According to some it is difficult to believe that these behaviors are soley explained as indirect selfish rationality, be it conscious or sub-conscious. Mathematical formulations of kin selection, along the lines of the Prisoner's Dilemma, are helpful as far as they go; but what a game-theoretic explanation glosses over is the fact that altruistic behaviour can be attributed to that apparently mysterious phenomenon, the conscience.
However, some point out that the conscience is just another aspect of our mental behaviour, so there must be some evolutionary explanation for their existence. One recent suggestion, proposed most eloquently by the philosopher Daniel Dennett, was initially developed when considering the problem of so-called 'free riders' in the tragedy of the commons, a larger-scale version of the Prisoner's Dilemma. In game theory terms, a free rider is an agent who draws benefits from a co-operative society without contributing. In a one-to-one situation, free riding can easily be discouraged by a tit-for-tat strategy. But in a larger-scale society, where contributions and benefits are pooled and shared, they can be incredibly difficult to shake off.

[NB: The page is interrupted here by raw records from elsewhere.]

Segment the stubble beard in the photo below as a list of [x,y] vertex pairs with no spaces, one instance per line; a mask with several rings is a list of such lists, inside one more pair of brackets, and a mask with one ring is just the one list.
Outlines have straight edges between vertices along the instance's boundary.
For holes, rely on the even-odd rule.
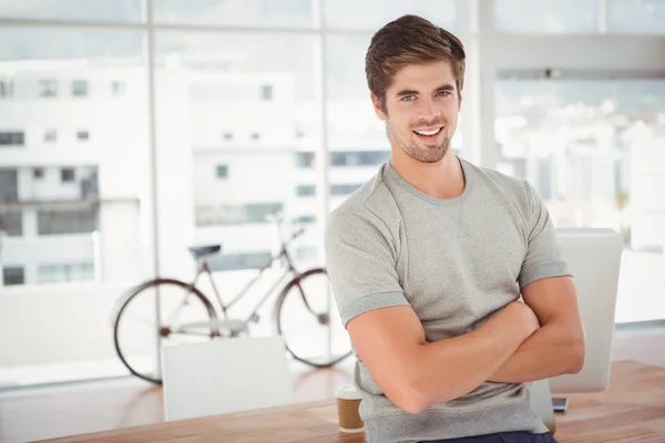
[[415,135],[411,137],[410,134],[411,130],[409,130],[409,134],[399,134],[392,130],[388,121],[386,122],[386,135],[388,140],[395,142],[400,150],[417,162],[438,163],[450,150],[450,136],[443,137],[440,146],[428,146],[415,140]]

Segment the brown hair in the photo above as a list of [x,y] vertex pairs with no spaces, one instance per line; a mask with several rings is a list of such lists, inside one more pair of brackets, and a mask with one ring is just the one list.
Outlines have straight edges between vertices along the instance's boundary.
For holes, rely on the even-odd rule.
[[418,16],[403,16],[381,28],[371,38],[365,56],[369,91],[386,112],[386,90],[392,76],[409,64],[448,61],[458,94],[464,85],[466,54],[452,33]]

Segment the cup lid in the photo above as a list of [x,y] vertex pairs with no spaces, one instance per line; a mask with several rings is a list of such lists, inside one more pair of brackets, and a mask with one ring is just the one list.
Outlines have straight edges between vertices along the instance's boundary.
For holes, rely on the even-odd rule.
[[362,400],[362,394],[352,384],[337,387],[335,395],[341,400]]

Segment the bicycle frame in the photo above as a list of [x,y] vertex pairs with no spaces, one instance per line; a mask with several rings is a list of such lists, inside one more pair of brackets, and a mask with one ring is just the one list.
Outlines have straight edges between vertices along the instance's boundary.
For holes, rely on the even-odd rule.
[[250,321],[258,320],[258,317],[257,317],[258,310],[264,306],[264,303],[273,295],[275,289],[277,289],[280,285],[284,285],[288,277],[295,278],[299,275],[299,272],[294,267],[294,264],[288,254],[287,247],[294,239],[299,237],[303,233],[304,233],[304,229],[299,229],[287,241],[282,241],[282,245],[280,245],[282,249],[280,249],[279,254],[270,257],[270,259],[259,269],[258,274],[255,277],[253,277],[245,285],[245,287],[243,289],[241,289],[241,291],[227,305],[225,305],[224,301],[222,300],[219,291],[217,290],[217,285],[215,284],[215,280],[213,279],[213,272],[212,272],[211,267],[205,258],[201,258],[198,260],[198,269],[196,271],[196,277],[194,277],[194,280],[192,281],[192,286],[194,286],[194,287],[196,286],[196,282],[198,281],[198,278],[201,277],[202,274],[207,274],[208,280],[213,288],[213,292],[215,293],[215,298],[217,300],[217,303],[219,306],[222,315],[224,316],[225,319],[228,319],[228,315],[227,315],[228,310],[237,301],[239,301],[247,293],[247,291],[249,291],[249,289],[252,289],[252,287],[254,287],[254,285],[257,281],[260,280],[260,278],[262,278],[263,274],[266,271],[266,269],[270,268],[276,260],[284,258],[287,264],[287,269],[273,284],[273,286],[266,291],[266,293],[260,298],[260,300],[256,303],[256,306],[254,307],[252,312],[248,315],[248,317],[246,319],[242,320],[243,327],[246,327]]

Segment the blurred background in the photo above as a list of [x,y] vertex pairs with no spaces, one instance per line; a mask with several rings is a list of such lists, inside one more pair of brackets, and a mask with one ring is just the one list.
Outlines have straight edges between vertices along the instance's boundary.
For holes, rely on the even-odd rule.
[[325,265],[329,212],[389,158],[364,58],[403,13],[466,44],[454,153],[623,231],[616,321],[665,319],[664,0],[0,0],[0,389],[126,374],[119,297],[206,244],[237,292],[267,215]]

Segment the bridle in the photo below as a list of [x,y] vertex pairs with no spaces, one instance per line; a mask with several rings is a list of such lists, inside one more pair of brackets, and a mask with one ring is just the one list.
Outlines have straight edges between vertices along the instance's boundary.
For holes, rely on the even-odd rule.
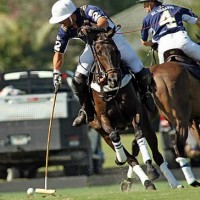
[[[100,33],[101,34],[101,33]],[[102,34],[106,34],[106,33],[102,33]],[[98,50],[96,49],[96,45],[100,44],[100,45],[113,45],[114,48],[115,47],[115,43],[112,40],[112,37],[106,36],[103,38],[101,38],[101,36],[97,36],[97,39],[95,41],[93,41],[92,45],[91,45],[91,49],[94,55],[94,64],[96,67],[96,71],[93,71],[92,73],[95,74],[97,76],[97,82],[99,82],[99,85],[101,86],[101,97],[104,99],[104,101],[108,102],[112,99],[114,99],[120,89],[121,86],[121,78],[122,78],[122,72],[121,72],[121,68],[120,68],[120,59],[115,63],[117,64],[117,66],[115,67],[111,67],[109,69],[106,69],[107,67],[103,65],[103,63],[101,62],[100,56],[98,56]],[[118,49],[116,48],[116,51],[118,51]],[[115,90],[113,92],[105,92],[103,90],[104,84],[102,80],[108,80],[108,77],[110,74],[112,73],[116,73],[117,77],[118,77],[118,85],[117,87],[115,87]]]

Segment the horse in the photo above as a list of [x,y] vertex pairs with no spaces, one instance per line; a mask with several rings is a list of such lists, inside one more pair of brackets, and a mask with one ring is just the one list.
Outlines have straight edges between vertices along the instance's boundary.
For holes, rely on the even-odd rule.
[[[152,93],[160,115],[175,128],[174,150],[188,185],[200,187],[186,159],[184,146],[188,129],[200,144],[200,66],[180,49],[164,53],[165,62],[150,68]],[[193,72],[195,70],[195,72]]]
[[[155,163],[164,173],[171,187],[179,187],[171,171],[168,169],[161,153],[158,150],[158,141],[153,131],[147,110],[138,98],[136,81],[132,74],[124,72],[120,60],[120,52],[112,37],[115,29],[102,31],[98,28],[83,28],[81,34],[86,37],[94,55],[94,66],[91,70],[90,92],[94,103],[96,118],[90,122],[116,153],[116,164],[129,164],[128,172],[131,178],[133,172],[140,178],[146,189],[155,190],[151,180],[158,178],[156,169],[151,164],[151,158],[146,146],[146,140],[152,150]],[[94,34],[95,32],[95,34]],[[121,144],[120,132],[132,127],[135,132],[136,145],[130,154]],[[145,135],[145,137],[144,137]],[[146,139],[145,139],[146,138]],[[140,152],[143,161],[147,164],[147,174],[143,172],[136,156]],[[151,180],[150,180],[151,179]],[[126,190],[127,182],[122,182],[122,190]],[[125,187],[124,187],[125,185]]]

Imagine an elementary society of co-operative organisms. Co-operative agents interact with each other, each contributing resources and each drawing on the common good. Now imagine a rogue free rider, an agent who draws a favour (you scratch my back) and later refuses to return it. The problem is that free riding is always going to be beneficial to individuals at cost to society. How can well-behaved co-operative agents avoid being cheated?
Over many generations, one obvious solution is for co-operators to evolve the ability to spot potential free riders in advance and refuse to enter into reciprocal arrangements with them. Then, the canonical free rider response is to evolve a more convincing disguise, fooling co-operators into co-operating after all. This can lead to an evolutionary arms races, with ever-more-sophisticated disguises and ever-more-sophisticated detectors. This may be how some societies have evolved, but it seems a far cry from a genuine altruistic conscience.
In this evolutionary arms race, how best might an agent convince his comrades that he really is a genuine co-operator, not a free rider in disguise? One answe is by actually making himself a genuine co-operator, by erecting psychological barriers to breaking his own promises, and by advertising this fact to everyone else. In other words, a good solution is for organisms to evolve things that everyone knows will force them to be co-operators - and to make it obvious that they've evolved these things. And we ought to expect evolution to find good solutions. So evolution will produce organisms who are sincerely moral and who wear their hearts on their sleeves; in short, evolution will give rise to the phenomenon of conscience.
This theory, combined with ideas of kin selection and the one-to-one sharing of benefits, seems to cover all the angles. It explains how a blind and fundamentally selfish process can come up with the genuinely non-cynical form of altruism that we witness in our consciences.
If all this is true, and altruism (read: morality) has just evolved as an optimum solution to a game-theoretic problem, what then for ethics? Is right and wrong just an illusion fobbed off on us by our genes so they can survive and reproduce in a society of self-interested agents? This is a meta-ethical question that straddles the boundary between biology and philosophy.